La acogida fue aún peor cuando un año después de su aprobación, en diciembre de 1990, el Consejo de Ministros de los Doce adoptaba un conjunto de decisiones con el objetivo de ir estructurando una industria audiovisual europea: el «plan Media». Dotado con un presupuesto de unos 220 millones de ecus, distribuidos en el período 1991-1995, y con una administración descentralizada desde las grandes ciudades europeas (Londres, Hamburgo, Barcelona, Bruselas, París), este programa abarca a la vez la enseñanza, la producción y la distribución: ayuda al guión, ayuda a la pluridistribución, ayuda al documental y al dibujo animado, ayuda a la constitución de una red de salas que dedicasen la mitad de su programación a películas europeas (Programa Europa-Cines).

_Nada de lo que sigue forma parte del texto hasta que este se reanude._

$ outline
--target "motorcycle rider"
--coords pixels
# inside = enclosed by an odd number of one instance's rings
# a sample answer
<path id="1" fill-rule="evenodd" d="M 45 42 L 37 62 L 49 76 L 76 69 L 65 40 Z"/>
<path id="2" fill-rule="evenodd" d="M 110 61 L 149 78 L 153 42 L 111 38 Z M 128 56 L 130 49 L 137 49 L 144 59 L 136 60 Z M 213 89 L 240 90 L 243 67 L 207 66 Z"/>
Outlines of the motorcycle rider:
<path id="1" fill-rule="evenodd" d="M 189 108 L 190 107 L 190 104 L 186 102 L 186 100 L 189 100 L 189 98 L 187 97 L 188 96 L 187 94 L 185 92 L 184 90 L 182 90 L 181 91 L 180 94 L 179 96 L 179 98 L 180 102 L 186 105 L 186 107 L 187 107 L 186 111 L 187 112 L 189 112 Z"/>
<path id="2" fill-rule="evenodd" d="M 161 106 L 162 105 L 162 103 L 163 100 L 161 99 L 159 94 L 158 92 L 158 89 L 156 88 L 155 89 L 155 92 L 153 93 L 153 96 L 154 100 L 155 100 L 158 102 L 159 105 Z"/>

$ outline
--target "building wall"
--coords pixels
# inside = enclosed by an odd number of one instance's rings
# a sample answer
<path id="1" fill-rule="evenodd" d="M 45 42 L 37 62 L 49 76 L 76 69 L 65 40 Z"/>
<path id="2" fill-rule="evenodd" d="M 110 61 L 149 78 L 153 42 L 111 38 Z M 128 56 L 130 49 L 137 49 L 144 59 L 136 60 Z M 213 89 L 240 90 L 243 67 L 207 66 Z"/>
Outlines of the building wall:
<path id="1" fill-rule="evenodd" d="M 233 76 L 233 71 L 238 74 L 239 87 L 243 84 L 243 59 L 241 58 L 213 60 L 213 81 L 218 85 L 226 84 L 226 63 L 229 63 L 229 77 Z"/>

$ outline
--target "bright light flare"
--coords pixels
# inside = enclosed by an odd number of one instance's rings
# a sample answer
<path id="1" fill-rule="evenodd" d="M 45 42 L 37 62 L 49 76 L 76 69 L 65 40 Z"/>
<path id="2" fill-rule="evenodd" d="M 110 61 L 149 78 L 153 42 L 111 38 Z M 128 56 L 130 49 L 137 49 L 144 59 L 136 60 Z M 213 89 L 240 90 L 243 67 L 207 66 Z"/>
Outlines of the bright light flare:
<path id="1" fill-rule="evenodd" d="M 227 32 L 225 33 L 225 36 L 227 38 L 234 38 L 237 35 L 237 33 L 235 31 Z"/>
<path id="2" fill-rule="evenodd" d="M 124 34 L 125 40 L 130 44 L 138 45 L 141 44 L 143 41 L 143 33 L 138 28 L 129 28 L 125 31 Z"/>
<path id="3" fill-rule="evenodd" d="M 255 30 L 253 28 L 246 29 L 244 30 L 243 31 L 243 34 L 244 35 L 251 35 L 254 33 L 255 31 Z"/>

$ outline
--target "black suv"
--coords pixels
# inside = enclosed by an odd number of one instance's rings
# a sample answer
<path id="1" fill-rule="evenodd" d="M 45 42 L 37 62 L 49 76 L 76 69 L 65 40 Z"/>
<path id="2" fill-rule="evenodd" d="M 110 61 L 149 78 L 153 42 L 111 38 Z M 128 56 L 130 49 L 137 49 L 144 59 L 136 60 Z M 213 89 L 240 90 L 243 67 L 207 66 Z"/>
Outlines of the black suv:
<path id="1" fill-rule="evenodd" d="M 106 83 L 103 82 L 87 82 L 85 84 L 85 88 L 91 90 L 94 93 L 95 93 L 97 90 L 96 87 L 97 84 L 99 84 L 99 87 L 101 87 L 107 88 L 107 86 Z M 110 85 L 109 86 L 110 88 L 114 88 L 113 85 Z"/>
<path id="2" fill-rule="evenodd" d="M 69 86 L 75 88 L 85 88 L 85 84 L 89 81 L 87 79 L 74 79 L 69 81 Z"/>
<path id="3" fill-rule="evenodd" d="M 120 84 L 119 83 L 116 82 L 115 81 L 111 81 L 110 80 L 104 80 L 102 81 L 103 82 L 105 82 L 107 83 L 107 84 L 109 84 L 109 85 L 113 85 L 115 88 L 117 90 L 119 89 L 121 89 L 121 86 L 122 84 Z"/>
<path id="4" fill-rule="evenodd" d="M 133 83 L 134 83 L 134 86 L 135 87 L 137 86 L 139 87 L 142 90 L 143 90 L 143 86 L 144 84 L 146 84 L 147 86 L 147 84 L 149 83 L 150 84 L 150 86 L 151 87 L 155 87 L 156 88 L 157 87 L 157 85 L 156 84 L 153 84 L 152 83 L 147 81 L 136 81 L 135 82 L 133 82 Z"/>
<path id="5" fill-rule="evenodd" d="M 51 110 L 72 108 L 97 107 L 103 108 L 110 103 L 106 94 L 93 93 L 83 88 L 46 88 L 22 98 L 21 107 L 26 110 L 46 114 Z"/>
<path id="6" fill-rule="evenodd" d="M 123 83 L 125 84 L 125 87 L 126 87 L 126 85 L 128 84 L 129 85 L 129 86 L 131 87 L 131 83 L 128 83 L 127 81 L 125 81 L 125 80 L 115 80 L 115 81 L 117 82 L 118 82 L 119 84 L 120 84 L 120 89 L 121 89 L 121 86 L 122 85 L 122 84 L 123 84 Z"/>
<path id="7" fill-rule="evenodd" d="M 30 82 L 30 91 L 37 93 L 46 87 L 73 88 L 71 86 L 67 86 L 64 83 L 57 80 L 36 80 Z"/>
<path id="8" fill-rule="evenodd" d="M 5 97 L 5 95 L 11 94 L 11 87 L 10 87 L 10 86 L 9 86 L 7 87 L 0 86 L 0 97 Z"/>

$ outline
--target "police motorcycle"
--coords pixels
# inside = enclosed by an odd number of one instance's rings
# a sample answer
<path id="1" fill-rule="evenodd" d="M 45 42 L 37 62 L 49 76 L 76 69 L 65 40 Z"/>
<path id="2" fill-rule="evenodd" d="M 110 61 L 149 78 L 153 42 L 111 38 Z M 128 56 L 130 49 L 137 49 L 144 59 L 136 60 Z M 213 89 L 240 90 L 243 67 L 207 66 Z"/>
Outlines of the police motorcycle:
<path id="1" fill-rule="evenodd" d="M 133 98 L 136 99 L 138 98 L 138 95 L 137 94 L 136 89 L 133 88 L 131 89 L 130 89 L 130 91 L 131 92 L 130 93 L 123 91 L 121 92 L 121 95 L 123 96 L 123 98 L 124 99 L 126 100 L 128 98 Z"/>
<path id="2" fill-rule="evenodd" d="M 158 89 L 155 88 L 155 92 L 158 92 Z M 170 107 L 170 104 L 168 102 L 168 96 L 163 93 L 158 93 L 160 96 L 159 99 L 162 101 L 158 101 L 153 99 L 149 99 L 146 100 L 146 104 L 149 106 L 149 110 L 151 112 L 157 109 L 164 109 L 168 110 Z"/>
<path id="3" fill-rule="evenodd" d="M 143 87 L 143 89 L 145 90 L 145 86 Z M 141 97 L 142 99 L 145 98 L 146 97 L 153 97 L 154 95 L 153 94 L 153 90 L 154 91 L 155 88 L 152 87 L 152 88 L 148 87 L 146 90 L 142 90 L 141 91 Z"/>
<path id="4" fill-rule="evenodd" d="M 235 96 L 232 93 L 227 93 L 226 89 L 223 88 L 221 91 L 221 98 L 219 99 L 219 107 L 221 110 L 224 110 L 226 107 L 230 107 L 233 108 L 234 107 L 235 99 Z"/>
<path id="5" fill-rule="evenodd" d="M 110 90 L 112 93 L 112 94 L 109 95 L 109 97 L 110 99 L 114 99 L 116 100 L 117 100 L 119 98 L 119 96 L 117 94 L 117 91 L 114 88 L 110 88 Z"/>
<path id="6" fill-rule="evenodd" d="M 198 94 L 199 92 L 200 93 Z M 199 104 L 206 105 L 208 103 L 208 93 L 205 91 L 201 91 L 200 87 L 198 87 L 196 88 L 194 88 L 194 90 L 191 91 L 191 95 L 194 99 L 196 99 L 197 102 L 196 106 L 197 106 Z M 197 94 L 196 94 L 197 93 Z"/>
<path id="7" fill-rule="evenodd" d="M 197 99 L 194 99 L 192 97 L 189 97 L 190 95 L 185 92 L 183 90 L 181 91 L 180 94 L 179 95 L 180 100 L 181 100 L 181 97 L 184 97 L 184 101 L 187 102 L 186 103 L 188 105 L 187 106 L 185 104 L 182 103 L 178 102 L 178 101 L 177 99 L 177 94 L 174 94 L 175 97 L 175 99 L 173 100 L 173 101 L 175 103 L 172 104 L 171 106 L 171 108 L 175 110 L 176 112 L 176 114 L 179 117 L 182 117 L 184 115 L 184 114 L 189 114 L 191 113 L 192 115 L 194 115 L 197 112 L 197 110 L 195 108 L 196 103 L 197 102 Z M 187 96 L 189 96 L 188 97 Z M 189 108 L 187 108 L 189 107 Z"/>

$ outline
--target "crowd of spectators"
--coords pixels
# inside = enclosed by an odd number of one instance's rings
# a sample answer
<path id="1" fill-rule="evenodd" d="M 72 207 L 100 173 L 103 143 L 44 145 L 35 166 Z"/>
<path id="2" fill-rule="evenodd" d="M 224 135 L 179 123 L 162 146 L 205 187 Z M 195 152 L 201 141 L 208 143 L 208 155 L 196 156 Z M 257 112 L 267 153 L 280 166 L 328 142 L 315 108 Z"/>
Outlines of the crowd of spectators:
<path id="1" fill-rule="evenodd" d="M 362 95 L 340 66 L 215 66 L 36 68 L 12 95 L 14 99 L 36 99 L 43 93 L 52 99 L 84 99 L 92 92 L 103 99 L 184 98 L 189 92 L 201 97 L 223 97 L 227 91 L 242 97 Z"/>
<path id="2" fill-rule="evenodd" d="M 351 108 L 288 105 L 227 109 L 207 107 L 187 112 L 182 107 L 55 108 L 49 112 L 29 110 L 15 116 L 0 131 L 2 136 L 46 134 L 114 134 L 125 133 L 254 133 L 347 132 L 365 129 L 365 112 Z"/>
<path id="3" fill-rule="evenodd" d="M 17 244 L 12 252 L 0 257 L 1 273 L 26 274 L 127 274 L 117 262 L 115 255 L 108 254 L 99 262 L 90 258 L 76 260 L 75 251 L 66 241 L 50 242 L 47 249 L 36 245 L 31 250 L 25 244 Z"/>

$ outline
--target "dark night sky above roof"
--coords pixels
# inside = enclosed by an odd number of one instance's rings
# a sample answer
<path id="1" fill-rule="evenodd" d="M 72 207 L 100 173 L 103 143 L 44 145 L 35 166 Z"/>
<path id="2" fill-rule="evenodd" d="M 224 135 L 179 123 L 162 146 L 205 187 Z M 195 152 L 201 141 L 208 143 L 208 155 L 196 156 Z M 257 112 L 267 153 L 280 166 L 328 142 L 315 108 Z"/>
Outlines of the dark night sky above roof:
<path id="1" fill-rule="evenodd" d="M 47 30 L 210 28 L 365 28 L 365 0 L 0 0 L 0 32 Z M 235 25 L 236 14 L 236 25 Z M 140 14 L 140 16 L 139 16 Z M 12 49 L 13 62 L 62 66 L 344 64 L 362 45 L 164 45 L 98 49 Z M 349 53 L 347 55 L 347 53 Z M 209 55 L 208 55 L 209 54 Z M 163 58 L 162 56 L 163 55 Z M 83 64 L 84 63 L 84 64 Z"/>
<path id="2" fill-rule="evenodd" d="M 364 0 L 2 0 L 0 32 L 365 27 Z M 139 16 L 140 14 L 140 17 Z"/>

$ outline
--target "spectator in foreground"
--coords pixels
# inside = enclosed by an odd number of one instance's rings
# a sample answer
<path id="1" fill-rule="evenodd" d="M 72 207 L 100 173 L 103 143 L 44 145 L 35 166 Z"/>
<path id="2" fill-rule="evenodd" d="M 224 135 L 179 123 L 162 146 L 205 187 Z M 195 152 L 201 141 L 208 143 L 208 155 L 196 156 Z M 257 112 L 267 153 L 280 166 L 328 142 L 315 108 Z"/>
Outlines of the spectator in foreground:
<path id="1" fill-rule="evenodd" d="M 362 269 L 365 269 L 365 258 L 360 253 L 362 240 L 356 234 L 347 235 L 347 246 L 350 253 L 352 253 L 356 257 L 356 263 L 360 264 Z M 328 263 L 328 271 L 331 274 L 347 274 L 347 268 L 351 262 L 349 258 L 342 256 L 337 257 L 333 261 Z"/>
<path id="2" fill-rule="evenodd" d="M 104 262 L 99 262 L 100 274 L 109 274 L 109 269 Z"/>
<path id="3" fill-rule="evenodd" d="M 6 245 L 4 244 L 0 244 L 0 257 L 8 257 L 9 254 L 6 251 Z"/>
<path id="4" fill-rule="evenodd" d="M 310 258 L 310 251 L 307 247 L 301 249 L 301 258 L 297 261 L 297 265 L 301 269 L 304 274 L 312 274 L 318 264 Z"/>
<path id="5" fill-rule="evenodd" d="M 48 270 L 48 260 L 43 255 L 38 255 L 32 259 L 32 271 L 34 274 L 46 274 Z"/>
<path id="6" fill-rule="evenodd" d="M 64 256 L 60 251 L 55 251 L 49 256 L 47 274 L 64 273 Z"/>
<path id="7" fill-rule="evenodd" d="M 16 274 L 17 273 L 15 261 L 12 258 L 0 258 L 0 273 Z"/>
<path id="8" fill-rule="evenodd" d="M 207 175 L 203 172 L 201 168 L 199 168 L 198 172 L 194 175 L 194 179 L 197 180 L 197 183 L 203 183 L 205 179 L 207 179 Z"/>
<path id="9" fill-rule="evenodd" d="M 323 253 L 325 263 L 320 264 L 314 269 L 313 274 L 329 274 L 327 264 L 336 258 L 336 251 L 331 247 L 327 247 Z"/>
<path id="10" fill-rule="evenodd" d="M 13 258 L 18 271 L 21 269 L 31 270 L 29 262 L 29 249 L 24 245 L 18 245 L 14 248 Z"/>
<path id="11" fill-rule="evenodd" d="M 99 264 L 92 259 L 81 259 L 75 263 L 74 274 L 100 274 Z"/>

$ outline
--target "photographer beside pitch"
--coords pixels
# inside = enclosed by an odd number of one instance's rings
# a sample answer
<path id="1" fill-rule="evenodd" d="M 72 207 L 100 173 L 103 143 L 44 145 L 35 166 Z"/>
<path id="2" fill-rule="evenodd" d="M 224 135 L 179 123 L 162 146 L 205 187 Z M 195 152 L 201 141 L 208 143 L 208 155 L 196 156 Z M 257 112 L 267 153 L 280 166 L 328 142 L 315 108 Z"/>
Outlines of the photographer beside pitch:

La financiación directa por Francia de este último programa alcanza el 50 por ciento. Su objetivo: mantener 38 salas pabellones en 20 capitales europeas o ciudades llaves de 13 países.
5. DEFICIT ABRUMADOR DE LA BALANZA
A lo largo de los años ochenta, la estrategia de la Unión Europea, que se basaba en lo que quería, chocó contra una realidad: el déficit comercial de la Europa audiovisual, cuando ésta constituye el más importante mercado solvente de la industria del cine, la televisión y el vídeo de Estados Unidos. Realidad ésta que hará también las veces de telón de fondo en las negociaciones con el GATT.
Según las evaluaciones del IDATE (Instituto de Audiovisual y Telecomunicaciones en Europa), en 1990, las recaudaciones norteamericanas en la Unión Europea ascendían a 3.719 millones de dólares (1.134 millones correspondían al cine, 1.278 millones a la televisión y 1.307 al vídeo), mientras las recaudaciones de la CEE en Estados Unidos sólo llegaban a 247 millones de dólares. Esto suponía un déficit de la balanza comercial de 3.472 millones de dólares.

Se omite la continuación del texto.